Hospitals, providers, insurers, consumers, and policymakers should work together to develop integrated services to lower barriers for women attempting to have a vaginal birth after a cesarean delivery with a low transverse uterine incision, a panel recommended.
Hospitals, providers, insurers, consumers, and policymakers should work together to develop integrated services to lower barriers for women attempting to have a vaginal birth after a cesarean delivery (VBAC) with a low transverse uterine incision, a 15-member expert panel recommended last month at the National Institutes of Health (NIH) Consensus Development Conference on Vaginal Birth After Cesarean in Bethesda, Maryland.
Although NIH convened the consensus conference committee, its findings do not constitute an official statement. The committee specifically urged the American Congress of Obstetricians and Gynecologists and the American Society of Anesthesiologists to reassess their guidelines that call for trial of labor (TOL) services to be allowed only when there is immediate availability of capabilities, including obstetric anesthesia and a physician capable of performing an emergency delivery. Surveys have found that 30% of hospitals have stopped providing TOL because they cannot provide immediate surgical and anesthesia services.

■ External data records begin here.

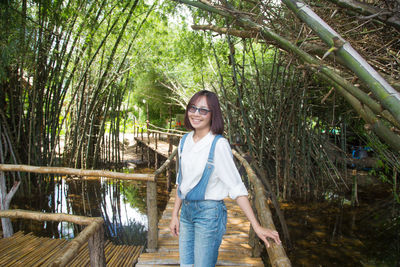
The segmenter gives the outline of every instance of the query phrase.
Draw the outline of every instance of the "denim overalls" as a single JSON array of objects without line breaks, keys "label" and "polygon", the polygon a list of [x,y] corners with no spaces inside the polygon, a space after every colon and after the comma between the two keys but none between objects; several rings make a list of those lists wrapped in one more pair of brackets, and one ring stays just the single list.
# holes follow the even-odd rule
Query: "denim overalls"
[{"label": "denim overalls", "polygon": [[[180,154],[187,134],[182,137]],[[226,207],[223,200],[204,200],[208,180],[214,170],[215,146],[221,135],[216,135],[211,144],[208,160],[199,183],[182,199],[179,229],[179,255],[181,266],[212,267],[218,258],[218,248],[226,231]],[[181,162],[181,161],[180,161]],[[181,166],[178,184],[182,181]]]}]

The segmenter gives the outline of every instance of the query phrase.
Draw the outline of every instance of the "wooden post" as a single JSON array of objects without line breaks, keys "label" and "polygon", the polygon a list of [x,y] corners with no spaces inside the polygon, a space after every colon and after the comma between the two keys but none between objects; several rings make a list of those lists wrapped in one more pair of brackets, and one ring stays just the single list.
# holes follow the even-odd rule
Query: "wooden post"
[{"label": "wooden post", "polygon": [[171,192],[171,180],[172,180],[172,171],[171,168],[168,166],[167,168],[167,190]]},{"label": "wooden post", "polygon": [[158,153],[154,151],[154,169],[158,169]]},{"label": "wooden post", "polygon": [[[167,134],[167,140],[169,142],[169,134]],[[169,151],[169,150],[170,150],[170,148],[168,148],[168,158],[171,156],[171,152],[172,152],[172,151]],[[175,162],[175,164],[178,164],[178,162]],[[167,176],[167,190],[168,190],[168,192],[171,192],[172,172],[171,172],[171,168],[169,167],[169,165],[167,166],[166,176]]]},{"label": "wooden post", "polygon": [[141,155],[141,157],[142,157],[142,162],[143,162],[143,157],[144,157],[143,146],[144,146],[144,144],[141,144],[141,145],[140,145],[140,149],[141,149],[141,151],[142,151],[142,153],[140,153],[140,155]]},{"label": "wooden post", "polygon": [[[160,137],[160,134],[158,133],[155,133],[155,139],[156,139],[156,150],[157,150],[157,146],[158,146],[158,142],[157,142],[157,139],[158,139],[158,137]],[[156,168],[157,169],[157,168]]]},{"label": "wooden post", "polygon": [[358,196],[357,196],[357,170],[352,171],[353,176],[353,186],[351,188],[351,206],[358,206]]},{"label": "wooden post", "polygon": [[146,128],[147,128],[147,144],[150,144],[149,120],[146,121]]},{"label": "wooden post", "polygon": [[89,238],[89,256],[90,266],[106,266],[106,257],[104,255],[104,226],[100,225],[99,229]]},{"label": "wooden post", "polygon": [[135,133],[136,133],[136,120],[135,117],[133,117],[133,137],[136,136]]},{"label": "wooden post", "polygon": [[147,127],[147,168],[150,168],[150,131],[149,131],[149,120],[146,121]]},{"label": "wooden post", "polygon": [[147,182],[147,251],[155,252],[157,250],[158,238],[158,215],[157,215],[157,176],[155,182]]},{"label": "wooden post", "polygon": [[[8,210],[10,208],[11,199],[17,192],[21,181],[14,182],[14,185],[7,192],[6,176],[3,170],[0,171],[0,210]],[[3,230],[3,237],[10,237],[14,234],[13,226],[10,218],[1,218],[1,225]]]},{"label": "wooden post", "polygon": [[168,135],[168,155],[172,152],[172,136]]},{"label": "wooden post", "polygon": [[147,147],[147,168],[150,168],[150,145]]}]

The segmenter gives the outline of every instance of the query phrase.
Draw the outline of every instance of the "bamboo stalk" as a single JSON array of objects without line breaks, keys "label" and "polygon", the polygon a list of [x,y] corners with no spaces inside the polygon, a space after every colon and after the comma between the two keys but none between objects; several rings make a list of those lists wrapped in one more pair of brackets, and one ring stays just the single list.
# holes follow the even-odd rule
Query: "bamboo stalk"
[{"label": "bamboo stalk", "polygon": [[[353,47],[327,25],[305,3],[299,0],[282,0],[303,22],[329,46],[357,76],[365,82],[382,105],[400,122],[400,94],[375,71]],[[335,38],[338,42],[335,43]]]},{"label": "bamboo stalk", "polygon": [[[166,130],[168,130],[168,129],[166,129]],[[163,132],[163,131],[158,131],[158,130],[152,130],[152,129],[149,129],[149,130],[147,130],[147,131],[150,132],[150,133],[165,134],[165,135],[168,135],[168,136],[177,136],[177,137],[182,137],[182,136],[183,136],[183,134],[168,133],[168,132]],[[185,132],[185,133],[186,133],[186,132]]]},{"label": "bamboo stalk", "polygon": [[75,237],[72,241],[69,242],[65,253],[61,257],[56,259],[51,266],[66,266],[72,260],[72,258],[78,253],[79,248],[82,245],[84,245],[89,240],[89,238],[91,238],[96,233],[96,231],[102,226],[102,224],[103,224],[103,219],[101,219],[101,221],[97,219],[90,225],[86,226],[85,229],[83,229],[82,232],[80,232],[77,237]]},{"label": "bamboo stalk", "polygon": [[[275,229],[271,211],[269,207],[265,204],[267,203],[267,198],[265,197],[264,186],[262,185],[260,179],[258,179],[251,166],[245,160],[245,158],[243,158],[235,150],[232,150],[232,153],[240,161],[240,163],[243,164],[246,169],[247,175],[251,183],[253,184],[255,205],[258,211],[258,217],[261,225],[270,229]],[[269,248],[267,248],[267,252],[272,266],[292,266],[289,258],[286,256],[286,252],[282,244],[277,245],[274,242],[270,242],[270,246]]]},{"label": "bamboo stalk", "polygon": [[147,182],[147,250],[154,252],[158,242],[158,212],[157,212],[157,183]]},{"label": "bamboo stalk", "polygon": [[167,166],[169,166],[173,162],[173,158],[177,155],[177,153],[178,148],[175,148],[174,151],[172,151],[171,155],[169,155],[168,159],[164,161],[163,165],[161,165],[161,167],[154,172],[154,177],[158,177],[158,175],[162,173],[167,168]]},{"label": "bamboo stalk", "polygon": [[89,225],[93,222],[103,221],[101,217],[85,217],[66,213],[43,213],[20,209],[2,210],[0,211],[0,217],[23,218],[37,221],[71,222],[79,225]]},{"label": "bamboo stalk", "polygon": [[[149,126],[151,126],[152,128],[155,128],[155,129],[159,129],[159,130],[161,130],[162,132],[162,134],[171,134],[170,132],[176,132],[176,133],[178,133],[178,134],[181,134],[181,136],[182,135],[184,135],[185,133],[187,133],[186,131],[180,131],[180,130],[176,130],[176,129],[165,129],[165,128],[161,128],[161,127],[158,127],[158,126],[156,126],[156,125],[154,125],[154,124],[151,124],[151,123],[149,123]],[[165,131],[165,130],[167,130],[167,132],[163,132],[163,131]],[[151,130],[151,131],[154,131],[154,130]]]},{"label": "bamboo stalk", "polygon": [[102,170],[82,170],[63,167],[43,167],[29,165],[0,164],[0,171],[19,171],[34,173],[57,173],[77,176],[107,177],[122,180],[154,181],[154,174],[119,173]]}]

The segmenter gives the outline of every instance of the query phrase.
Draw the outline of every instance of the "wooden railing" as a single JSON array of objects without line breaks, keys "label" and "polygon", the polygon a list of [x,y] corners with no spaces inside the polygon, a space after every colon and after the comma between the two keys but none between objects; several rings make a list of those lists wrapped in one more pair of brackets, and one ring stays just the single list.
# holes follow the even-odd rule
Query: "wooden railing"
[{"label": "wooden railing", "polygon": [[[232,153],[246,169],[247,177],[249,178],[250,183],[253,185],[254,204],[258,215],[257,217],[260,220],[261,225],[275,230],[275,225],[272,221],[272,213],[267,205],[267,197],[264,191],[264,185],[257,177],[247,160],[234,149],[232,149]],[[282,244],[277,245],[274,242],[269,243],[270,246],[267,248],[267,253],[271,265],[281,267],[292,266]]]},{"label": "wooden railing", "polygon": [[[140,132],[140,137],[141,137],[141,140],[143,141],[144,140],[144,138],[143,138],[144,128],[138,127],[136,132],[137,133]],[[150,142],[151,135],[154,137],[156,149],[157,149],[157,142],[159,139],[161,139],[161,135],[167,136],[167,143],[170,144],[170,152],[172,152],[172,144],[174,143],[173,139],[177,138],[176,141],[179,141],[179,138],[181,138],[187,132],[175,130],[175,129],[165,129],[165,128],[155,126],[151,123],[148,123],[146,126],[146,133],[147,133],[147,141],[148,142]],[[139,134],[137,136],[139,136]]]},{"label": "wooden railing", "polygon": [[[144,135],[146,132],[146,137]],[[146,127],[136,126],[134,130],[134,135],[136,136],[137,140],[141,141],[142,143],[147,144],[147,147],[150,147],[150,138],[154,139],[155,149],[158,149],[158,142],[162,139],[161,137],[166,136],[166,142],[168,143],[168,156],[172,153],[174,144],[177,144],[180,138],[187,132],[175,130],[175,129],[165,129],[158,126],[155,126],[151,123],[148,123]],[[138,146],[136,146],[136,153],[138,153]],[[143,161],[143,146],[142,146],[142,161]],[[148,159],[148,167],[150,167],[150,149],[147,149],[147,159]],[[158,168],[158,157],[155,154],[155,168]]]},{"label": "wooden railing", "polygon": [[[64,174],[77,176],[96,176],[107,177],[123,180],[138,180],[147,181],[147,212],[149,222],[158,220],[157,218],[157,187],[155,174],[138,174],[138,173],[117,173],[103,170],[82,170],[63,167],[39,167],[29,165],[10,165],[0,164],[0,176],[2,172],[18,171],[18,172],[33,172],[45,174]],[[153,198],[154,196],[154,198]],[[155,216],[155,217],[154,217]],[[104,256],[104,220],[103,218],[90,218],[84,216],[75,216],[64,213],[48,214],[33,211],[23,210],[2,210],[0,217],[6,218],[24,218],[39,221],[67,221],[80,225],[87,225],[85,229],[75,237],[68,245],[62,257],[53,262],[53,266],[66,266],[78,253],[79,248],[88,241],[90,265],[91,266],[106,266]],[[154,228],[148,232],[149,240],[154,238]]]},{"label": "wooden railing", "polygon": [[88,242],[91,266],[106,266],[104,255],[104,220],[100,217],[76,216],[65,213],[48,214],[26,210],[2,210],[0,217],[23,218],[37,221],[71,222],[87,225],[73,240],[71,240],[62,256],[55,259],[51,266],[67,266],[78,255],[79,249]]},{"label": "wooden railing", "polygon": [[[147,214],[149,221],[149,230],[147,234],[147,251],[155,252],[158,247],[158,213],[157,213],[157,177],[172,163],[173,158],[176,157],[178,149],[169,155],[167,160],[154,172],[155,182],[147,184]],[[175,161],[176,162],[176,161]],[[151,187],[151,188],[149,188]]]},{"label": "wooden railing", "polygon": [[65,167],[43,167],[43,166],[31,166],[31,165],[12,165],[12,164],[0,164],[0,171],[3,172],[33,172],[42,174],[64,174],[64,175],[76,175],[76,176],[95,176],[95,177],[107,177],[122,180],[137,180],[137,181],[154,181],[154,174],[141,174],[141,173],[120,173],[103,170],[84,170],[74,169]]}]

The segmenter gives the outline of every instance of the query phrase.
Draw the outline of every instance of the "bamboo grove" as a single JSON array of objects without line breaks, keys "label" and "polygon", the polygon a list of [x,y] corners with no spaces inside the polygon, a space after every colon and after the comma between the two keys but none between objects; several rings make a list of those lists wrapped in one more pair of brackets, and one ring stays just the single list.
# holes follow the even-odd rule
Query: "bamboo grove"
[{"label": "bamboo grove", "polygon": [[[2,162],[91,168],[120,160],[127,57],[151,8],[139,1],[1,3]],[[63,158],[56,156],[60,138]]]},{"label": "bamboo grove", "polygon": [[356,140],[398,195],[399,4],[354,3],[2,2],[1,162],[104,168],[132,114],[162,123],[208,89],[280,198],[350,190]]}]

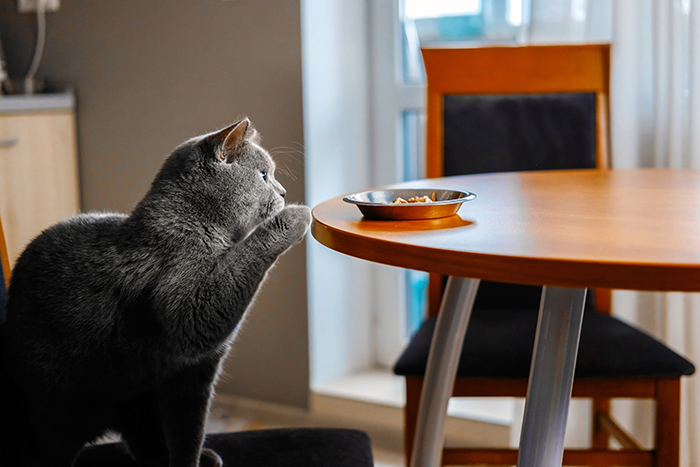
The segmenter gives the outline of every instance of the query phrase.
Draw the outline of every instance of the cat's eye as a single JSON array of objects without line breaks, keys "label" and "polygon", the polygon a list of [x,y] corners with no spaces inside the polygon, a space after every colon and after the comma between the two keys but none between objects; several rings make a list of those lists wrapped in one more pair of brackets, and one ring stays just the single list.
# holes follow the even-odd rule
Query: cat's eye
[{"label": "cat's eye", "polygon": [[262,178],[267,181],[267,172],[262,172]]}]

The committee, which spent months reviewing thousands of pages of studies and spent 2 days hearing presentations, pointed out that, overall, cesarean deliveries have increased in the United States from 21% in 1996 to 33% in 2007, with both the repeat cesarean rate and the primary cesarean delivery rate increasing. Surveys show that one-third of hospitals and one-half of physicians no longer offer TOL for women who have had a cesarean, and about 92% of women also have cesareans for their next delivery.
The report also notes that in women with a prior transverse uterine incision, both TOL and elective repeat cesarean delivery carry important risks and benefits, and those differ for the woman and for her fetus. That poses profound ethical dilemmas, made worse by the lack of high-level evidence about medical and nonmedical factors, the report states.
Much of the report is an outline of what is not known. The authors write that factors that affect the course of labor and its clinical management are incompletely understood, as are long-term maternal and perinatal biologic and psychosocial outcomes after VBAC and the effects that VBAC, unsuccessful TOL, and elective repeat cesarean delivery have on breastfeeding.
Factors including geography, professional association guidelines, provider type, liability concerns, workforce availability and training, health insurance, and institutional policies appear to affect access to TOL, but they also have not been well studied, the report indicates.